The Objective: Offer Scalable Solution to reduce the Operational Cost
An American fashion retailer wanted to migrate their existing applications which were running on the Hadoop, Hive cluster on-premise migration to Google Cloud Platform. The objective was to build a scalable solution that leverages open-source technologies and minimizes operational costs.
Challenges: High Operational cost & limited scalability
The client wanted to leverage GCP technologies for reducing operational costs and risk mitigation for their business. They wanted to move their data (transactions and customer data) and the pipeline processing from the on-premise Cloudera Data warehouse Migration to the Google Cloud Platform for better query performance and efficient business continuity.
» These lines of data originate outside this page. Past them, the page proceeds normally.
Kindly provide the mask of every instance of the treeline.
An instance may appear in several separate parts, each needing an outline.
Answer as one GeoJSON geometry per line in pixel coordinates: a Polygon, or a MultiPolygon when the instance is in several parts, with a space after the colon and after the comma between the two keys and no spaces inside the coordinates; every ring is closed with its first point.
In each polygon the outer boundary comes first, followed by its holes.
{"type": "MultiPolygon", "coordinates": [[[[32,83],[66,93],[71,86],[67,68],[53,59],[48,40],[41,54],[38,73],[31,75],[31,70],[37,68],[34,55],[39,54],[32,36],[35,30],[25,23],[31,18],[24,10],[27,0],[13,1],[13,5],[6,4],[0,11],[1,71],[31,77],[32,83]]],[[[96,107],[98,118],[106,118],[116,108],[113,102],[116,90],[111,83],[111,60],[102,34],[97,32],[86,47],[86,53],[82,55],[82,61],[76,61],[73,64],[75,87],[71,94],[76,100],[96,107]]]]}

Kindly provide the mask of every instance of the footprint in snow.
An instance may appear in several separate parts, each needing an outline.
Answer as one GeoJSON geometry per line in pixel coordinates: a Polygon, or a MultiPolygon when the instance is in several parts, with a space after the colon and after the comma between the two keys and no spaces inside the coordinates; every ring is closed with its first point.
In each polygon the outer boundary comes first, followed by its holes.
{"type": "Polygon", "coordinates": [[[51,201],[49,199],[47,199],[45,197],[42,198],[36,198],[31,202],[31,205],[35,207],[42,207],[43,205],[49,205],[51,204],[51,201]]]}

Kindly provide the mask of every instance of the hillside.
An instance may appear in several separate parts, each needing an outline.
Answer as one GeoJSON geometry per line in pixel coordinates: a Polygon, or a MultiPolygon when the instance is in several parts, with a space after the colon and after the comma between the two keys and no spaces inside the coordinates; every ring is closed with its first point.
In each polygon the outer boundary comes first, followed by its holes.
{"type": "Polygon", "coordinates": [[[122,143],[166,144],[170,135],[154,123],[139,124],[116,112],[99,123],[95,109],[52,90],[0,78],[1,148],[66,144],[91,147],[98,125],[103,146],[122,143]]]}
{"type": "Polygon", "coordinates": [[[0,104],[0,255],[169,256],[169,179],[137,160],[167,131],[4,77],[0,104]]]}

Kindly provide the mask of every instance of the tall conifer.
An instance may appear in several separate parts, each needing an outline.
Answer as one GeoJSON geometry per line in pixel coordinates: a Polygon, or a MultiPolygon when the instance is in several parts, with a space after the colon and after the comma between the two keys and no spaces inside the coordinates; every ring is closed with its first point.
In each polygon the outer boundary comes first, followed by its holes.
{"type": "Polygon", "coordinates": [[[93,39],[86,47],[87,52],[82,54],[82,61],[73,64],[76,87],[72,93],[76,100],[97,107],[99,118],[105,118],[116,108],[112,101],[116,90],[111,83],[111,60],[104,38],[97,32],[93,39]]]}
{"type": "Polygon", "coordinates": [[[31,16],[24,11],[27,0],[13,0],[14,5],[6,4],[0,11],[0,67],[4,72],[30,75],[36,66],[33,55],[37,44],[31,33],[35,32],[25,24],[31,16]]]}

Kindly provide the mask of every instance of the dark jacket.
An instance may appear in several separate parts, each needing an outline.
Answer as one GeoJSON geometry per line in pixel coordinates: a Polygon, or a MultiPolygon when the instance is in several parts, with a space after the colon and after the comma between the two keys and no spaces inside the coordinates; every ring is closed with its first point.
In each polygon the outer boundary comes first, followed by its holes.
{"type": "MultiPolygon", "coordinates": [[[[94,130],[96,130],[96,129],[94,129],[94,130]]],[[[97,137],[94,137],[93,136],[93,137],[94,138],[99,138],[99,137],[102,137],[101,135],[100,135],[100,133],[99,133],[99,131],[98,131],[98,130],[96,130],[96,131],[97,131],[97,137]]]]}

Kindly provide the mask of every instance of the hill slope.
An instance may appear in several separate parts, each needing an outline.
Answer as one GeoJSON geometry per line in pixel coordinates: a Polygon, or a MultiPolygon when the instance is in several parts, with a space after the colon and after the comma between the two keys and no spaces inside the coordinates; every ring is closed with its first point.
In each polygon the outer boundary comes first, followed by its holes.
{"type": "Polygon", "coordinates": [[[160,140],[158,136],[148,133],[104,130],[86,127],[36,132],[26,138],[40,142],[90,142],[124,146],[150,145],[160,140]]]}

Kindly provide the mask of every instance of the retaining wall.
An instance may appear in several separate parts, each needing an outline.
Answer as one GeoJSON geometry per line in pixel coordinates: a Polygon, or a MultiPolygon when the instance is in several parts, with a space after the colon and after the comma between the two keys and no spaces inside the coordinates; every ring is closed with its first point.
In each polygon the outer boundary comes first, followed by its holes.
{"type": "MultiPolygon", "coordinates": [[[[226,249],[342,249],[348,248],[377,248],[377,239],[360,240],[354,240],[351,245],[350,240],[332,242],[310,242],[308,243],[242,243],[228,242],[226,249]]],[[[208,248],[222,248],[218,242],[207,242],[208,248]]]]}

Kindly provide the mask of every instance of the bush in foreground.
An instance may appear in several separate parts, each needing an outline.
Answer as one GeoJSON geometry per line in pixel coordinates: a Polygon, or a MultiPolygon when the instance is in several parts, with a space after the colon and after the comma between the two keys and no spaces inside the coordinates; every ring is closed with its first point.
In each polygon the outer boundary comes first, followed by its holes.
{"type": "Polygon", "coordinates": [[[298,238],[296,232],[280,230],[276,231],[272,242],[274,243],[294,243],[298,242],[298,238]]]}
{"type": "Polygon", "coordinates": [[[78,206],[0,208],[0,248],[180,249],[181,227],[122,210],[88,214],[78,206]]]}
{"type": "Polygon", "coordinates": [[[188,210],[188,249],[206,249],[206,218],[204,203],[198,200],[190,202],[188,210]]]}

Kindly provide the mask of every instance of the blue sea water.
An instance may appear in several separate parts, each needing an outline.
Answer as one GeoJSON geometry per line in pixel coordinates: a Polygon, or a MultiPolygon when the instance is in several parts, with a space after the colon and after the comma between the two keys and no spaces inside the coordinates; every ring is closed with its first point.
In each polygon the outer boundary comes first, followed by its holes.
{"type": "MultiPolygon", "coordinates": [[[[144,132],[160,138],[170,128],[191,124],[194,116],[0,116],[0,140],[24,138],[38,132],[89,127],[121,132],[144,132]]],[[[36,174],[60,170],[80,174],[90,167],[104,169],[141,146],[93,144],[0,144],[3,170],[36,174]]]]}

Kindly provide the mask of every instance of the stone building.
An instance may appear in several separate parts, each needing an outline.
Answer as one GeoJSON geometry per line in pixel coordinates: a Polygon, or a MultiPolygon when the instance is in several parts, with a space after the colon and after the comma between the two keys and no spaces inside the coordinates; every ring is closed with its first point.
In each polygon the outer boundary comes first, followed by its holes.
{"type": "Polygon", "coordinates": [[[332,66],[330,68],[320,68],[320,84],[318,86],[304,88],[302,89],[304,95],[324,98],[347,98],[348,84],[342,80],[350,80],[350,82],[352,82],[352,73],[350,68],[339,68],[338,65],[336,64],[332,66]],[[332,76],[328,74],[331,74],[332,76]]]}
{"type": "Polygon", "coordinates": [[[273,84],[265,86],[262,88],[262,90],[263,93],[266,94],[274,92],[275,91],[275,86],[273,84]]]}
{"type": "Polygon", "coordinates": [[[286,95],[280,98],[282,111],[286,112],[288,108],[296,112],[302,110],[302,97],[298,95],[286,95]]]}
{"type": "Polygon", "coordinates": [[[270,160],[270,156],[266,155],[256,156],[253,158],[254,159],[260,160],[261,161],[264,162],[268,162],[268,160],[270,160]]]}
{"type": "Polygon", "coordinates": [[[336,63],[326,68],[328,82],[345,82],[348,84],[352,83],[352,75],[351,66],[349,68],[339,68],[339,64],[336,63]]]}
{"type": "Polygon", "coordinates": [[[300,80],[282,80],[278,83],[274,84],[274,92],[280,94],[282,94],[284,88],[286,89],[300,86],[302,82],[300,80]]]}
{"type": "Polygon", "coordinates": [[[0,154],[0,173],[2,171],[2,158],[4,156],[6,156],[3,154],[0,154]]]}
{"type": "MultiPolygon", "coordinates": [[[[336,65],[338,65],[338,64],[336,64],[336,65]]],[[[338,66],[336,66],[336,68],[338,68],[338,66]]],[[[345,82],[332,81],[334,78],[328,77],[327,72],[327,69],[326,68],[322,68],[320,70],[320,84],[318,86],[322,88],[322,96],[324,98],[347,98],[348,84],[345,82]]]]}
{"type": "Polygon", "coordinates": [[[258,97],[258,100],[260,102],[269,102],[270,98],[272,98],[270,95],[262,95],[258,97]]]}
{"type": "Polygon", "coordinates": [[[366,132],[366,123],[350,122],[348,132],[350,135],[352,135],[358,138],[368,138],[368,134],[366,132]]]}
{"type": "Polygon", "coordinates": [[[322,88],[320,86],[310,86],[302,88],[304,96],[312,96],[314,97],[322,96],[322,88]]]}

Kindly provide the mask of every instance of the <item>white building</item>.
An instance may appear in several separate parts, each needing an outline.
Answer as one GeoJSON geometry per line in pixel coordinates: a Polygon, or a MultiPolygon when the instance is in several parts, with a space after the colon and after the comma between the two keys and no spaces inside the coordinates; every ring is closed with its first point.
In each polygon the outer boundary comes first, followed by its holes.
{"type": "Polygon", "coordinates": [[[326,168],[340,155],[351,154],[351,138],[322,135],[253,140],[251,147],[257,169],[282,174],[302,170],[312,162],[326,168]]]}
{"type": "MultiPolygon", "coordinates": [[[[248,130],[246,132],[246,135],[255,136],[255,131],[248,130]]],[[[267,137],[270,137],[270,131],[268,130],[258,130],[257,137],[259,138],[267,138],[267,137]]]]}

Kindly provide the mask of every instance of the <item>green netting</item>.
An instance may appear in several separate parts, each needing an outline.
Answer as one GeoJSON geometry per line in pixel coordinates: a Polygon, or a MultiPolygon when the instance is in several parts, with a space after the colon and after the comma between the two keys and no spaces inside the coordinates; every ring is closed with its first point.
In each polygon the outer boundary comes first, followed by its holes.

The Solution: Lift and Shift migration to GCP
Datametica followed an agile approach for this implementation and delivered the following:
- Assessment and GCP Foundation setup which included analysis of Operational and analytics requirements, detailed migration strategy, and GCP Foundation Design document and configuration files to set up the Foundation Layer. Terraform scripting was used to maintain “Infra as Code”
- Historical Data Migration from on-prem tables to GCP.
- Enabled consumption layer on Cloud (Big Query – Soft Launch) where we pushed the processed data only for the final tables into Big Query so that business users could be migrated to the GCP platform for data access.
- Ingestion, rewriting and processing code migration to make it compatible with the GCP cloud platform.
- Scheduled jobs via Control-M and orchestrated via Cloud Composer.
- Performed continuous data validation using Datametica’s automatic data validation tool – Pelican to provide test evidence for the functional accuracy of the data.
- Implemented optimal partitioning and clustering strategy to improve query performance and reduce scan cost.
- Usage of managed DataProc clusters removed the need for Infra Management of Cluster.
Benefits: Improved Performance with Reduced operations cost
- Reduction in operational cost by 67%. We implemented an automated cluster startup and shut down mechanism and also implemented cluster auto-scaling to reduce operational costs.
- Usage of Terraform for maintaining “Infra as code” enabled automated Infra setup and upgrades.
- Easy scalability with minimum cost and effort.
- Better performance of queries and reporting time.